And so forth and so on.

Because of the depth of the damage, particularly as it relates to a woman’s relationship to sex, sexuality, and her own intimate anatomy, this is naturally going to be the most vulnerable frontier. This is why, I presume, my sisters are not chomping at the bit to run with me. This is one of the deepest, most frightening rabbit holes you can imagine.

The result of being eviscerated of your innate power, through the robbing of sexual agency, is that what’s left is a void. Human nature fears a void like nature abhors a vacuum. We start stuffing things into it. Things that were never meant to be there (like the ridiculous romantic fantasy, or even children). And we cling to these feeble substitutions for power and self determination like an orphan monkey clings pitifully to a rag doll. We will not give up our goods until we really get the message and muster up a hell of a lot of courage.

We have to be ready for that voyage. We have to begin to have some real deep-seated suspicions about the error and the abomination of what we’ve bought into, grabbed onto, and internalized to the bone, before we can possibly be ready to start down that unfathomable hole.

But, once we get started we begin to see that, although it’s not easy and there may be great obstacles for extended periods of time, the rewards are almost immediate. We begin to reclaim our own bodies and our own wisdom and, gradually, our own power. We become able to see basic truths, experience genuine freedom, and make sense of our previously impenetrable conundrums.

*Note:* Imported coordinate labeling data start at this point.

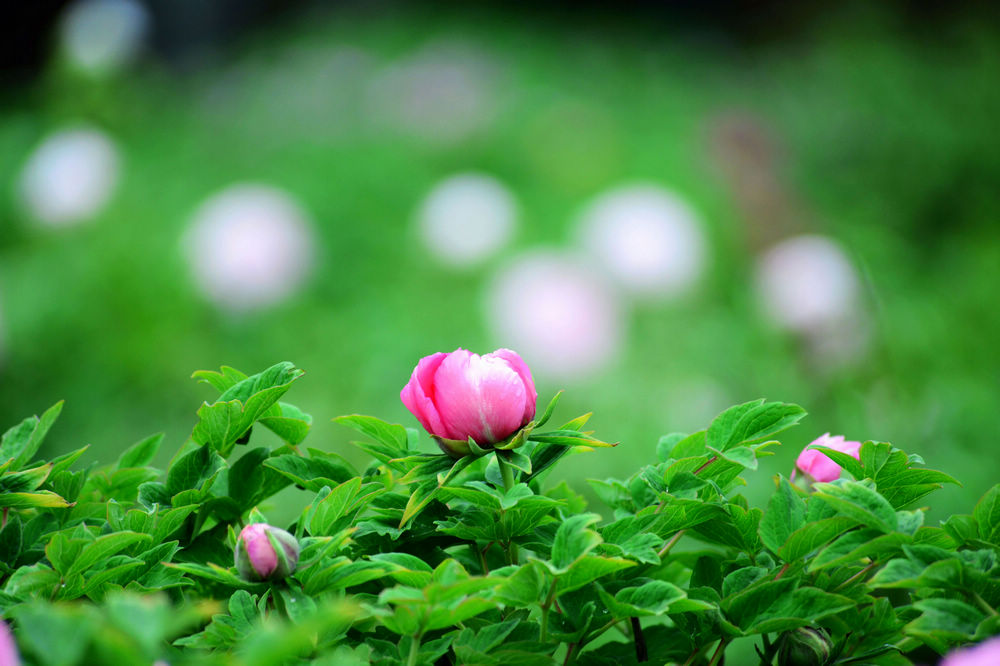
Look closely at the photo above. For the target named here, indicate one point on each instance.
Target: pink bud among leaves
(8, 648)
(816, 463)
(984, 654)
(462, 395)
(264, 552)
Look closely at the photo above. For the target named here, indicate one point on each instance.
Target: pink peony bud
(8, 648)
(264, 552)
(817, 465)
(462, 395)
(984, 654)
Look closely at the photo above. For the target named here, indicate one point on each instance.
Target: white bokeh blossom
(70, 176)
(467, 218)
(647, 238)
(249, 246)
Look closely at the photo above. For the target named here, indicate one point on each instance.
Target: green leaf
(785, 514)
(587, 569)
(21, 442)
(855, 545)
(57, 635)
(291, 424)
(845, 460)
(573, 540)
(141, 453)
(547, 414)
(194, 470)
(652, 597)
(944, 620)
(812, 536)
(229, 418)
(777, 606)
(859, 501)
(569, 438)
(751, 422)
(987, 515)
(104, 547)
(251, 480)
(40, 499)
(389, 434)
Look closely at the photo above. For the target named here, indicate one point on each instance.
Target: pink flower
(8, 648)
(984, 654)
(817, 465)
(462, 395)
(265, 552)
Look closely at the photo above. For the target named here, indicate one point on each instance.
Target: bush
(425, 559)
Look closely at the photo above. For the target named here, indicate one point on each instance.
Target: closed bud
(463, 396)
(264, 552)
(805, 646)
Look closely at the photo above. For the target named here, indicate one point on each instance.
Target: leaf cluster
(424, 559)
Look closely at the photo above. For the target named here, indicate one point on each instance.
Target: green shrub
(424, 559)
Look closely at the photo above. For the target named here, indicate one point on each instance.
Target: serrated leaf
(141, 453)
(388, 434)
(860, 502)
(785, 514)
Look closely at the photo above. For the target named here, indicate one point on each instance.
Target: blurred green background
(875, 128)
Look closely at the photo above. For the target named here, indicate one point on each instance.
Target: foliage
(421, 559)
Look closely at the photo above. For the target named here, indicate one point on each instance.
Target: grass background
(886, 140)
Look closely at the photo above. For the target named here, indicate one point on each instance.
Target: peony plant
(468, 549)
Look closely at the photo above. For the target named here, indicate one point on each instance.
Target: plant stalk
(414, 651)
(670, 544)
(719, 651)
(543, 633)
(641, 651)
(507, 474)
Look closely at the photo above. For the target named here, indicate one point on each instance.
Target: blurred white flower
(443, 92)
(807, 284)
(557, 313)
(103, 36)
(249, 246)
(70, 176)
(648, 239)
(466, 218)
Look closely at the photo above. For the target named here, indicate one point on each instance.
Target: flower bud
(264, 552)
(984, 654)
(805, 646)
(817, 465)
(462, 396)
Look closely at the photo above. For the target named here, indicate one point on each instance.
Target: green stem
(670, 544)
(982, 603)
(507, 474)
(641, 651)
(414, 651)
(543, 634)
(718, 652)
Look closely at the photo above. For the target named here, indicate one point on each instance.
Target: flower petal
(481, 397)
(524, 372)
(418, 394)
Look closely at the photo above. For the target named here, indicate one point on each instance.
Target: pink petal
(479, 397)
(418, 394)
(262, 556)
(8, 648)
(524, 372)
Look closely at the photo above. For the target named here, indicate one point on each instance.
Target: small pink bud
(817, 465)
(984, 654)
(462, 395)
(264, 552)
(8, 648)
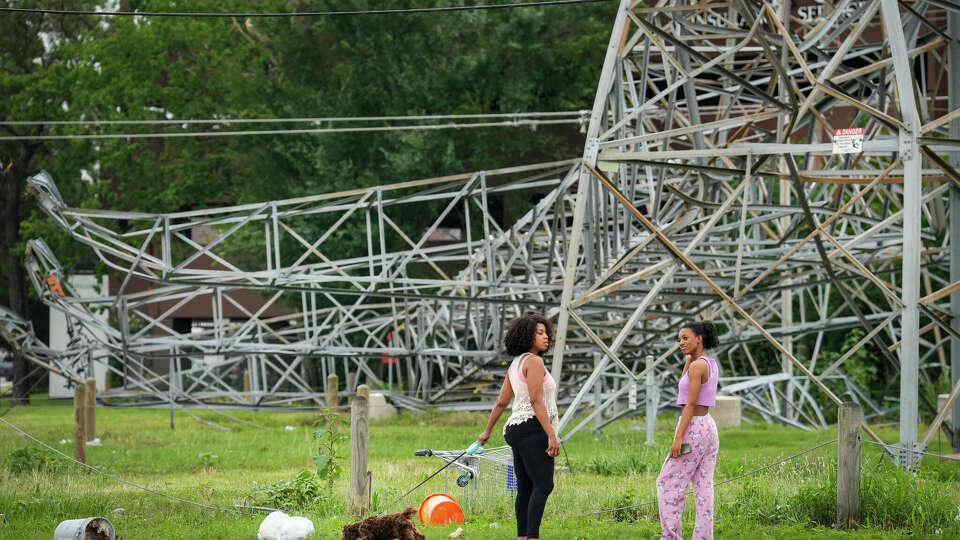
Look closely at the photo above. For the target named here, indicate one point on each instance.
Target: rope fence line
(313, 120)
(892, 449)
(727, 481)
(403, 11)
(117, 478)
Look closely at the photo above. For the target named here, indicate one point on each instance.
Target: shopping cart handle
(473, 448)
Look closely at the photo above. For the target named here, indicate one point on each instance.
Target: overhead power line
(415, 127)
(304, 14)
(517, 116)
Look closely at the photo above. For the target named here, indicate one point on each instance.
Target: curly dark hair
(706, 330)
(520, 335)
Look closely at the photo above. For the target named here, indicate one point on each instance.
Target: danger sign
(848, 140)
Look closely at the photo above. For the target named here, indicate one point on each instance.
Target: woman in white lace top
(531, 429)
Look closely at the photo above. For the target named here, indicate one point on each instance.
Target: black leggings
(534, 470)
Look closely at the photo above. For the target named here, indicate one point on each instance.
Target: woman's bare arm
(535, 372)
(503, 400)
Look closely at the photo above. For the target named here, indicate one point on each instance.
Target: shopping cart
(482, 478)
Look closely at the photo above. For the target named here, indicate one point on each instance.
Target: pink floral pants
(678, 473)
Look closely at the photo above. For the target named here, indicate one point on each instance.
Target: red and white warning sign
(848, 140)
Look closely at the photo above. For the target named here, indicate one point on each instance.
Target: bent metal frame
(708, 188)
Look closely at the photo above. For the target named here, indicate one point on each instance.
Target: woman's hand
(675, 449)
(553, 445)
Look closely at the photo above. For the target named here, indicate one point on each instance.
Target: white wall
(83, 286)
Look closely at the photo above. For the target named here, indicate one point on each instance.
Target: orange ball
(440, 509)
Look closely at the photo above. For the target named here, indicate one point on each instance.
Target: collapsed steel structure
(708, 188)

Then, and only then, (to borrow a paraphrase of Angela Davis used in the webinar) we can lift others as we rise, like the rising tide–rather than trying to mother everyone from our own deficit, wearing ourselves out, grating on others, and digging ourselves deeper into the thankless rut.

This is a place of real responsibility, the domain of real adults, the beginning of real wisdom. Sexual enlightenment will not happen by itself. Real work must be done or we’re all just talking heads speaking gibberish!

Just a few days before the webinar I had spent some time tuning into my own sovereignty within my long-term heterosexual partnership, and what I saw was somewhat distressing. I saw that I defer, and I do it a lot. I realized that I have not put enough energy into stepping into my own power and voice. Which means, since my partner is so enlightened, that he’s working overtime constantly pressing on me in this area. And I’m letting him do my work for me. That’s not healthy for either of us.

I don’t want to be a woman who needs to be given permission. That’s not okay with me. That doesn’t help pave the way for my sisters either, toward a world of sovereignty, where we are not the property of outdated patriarchal structures.

I’m grabbing the reins, girding my loins, and kicking myself into a whole new gear!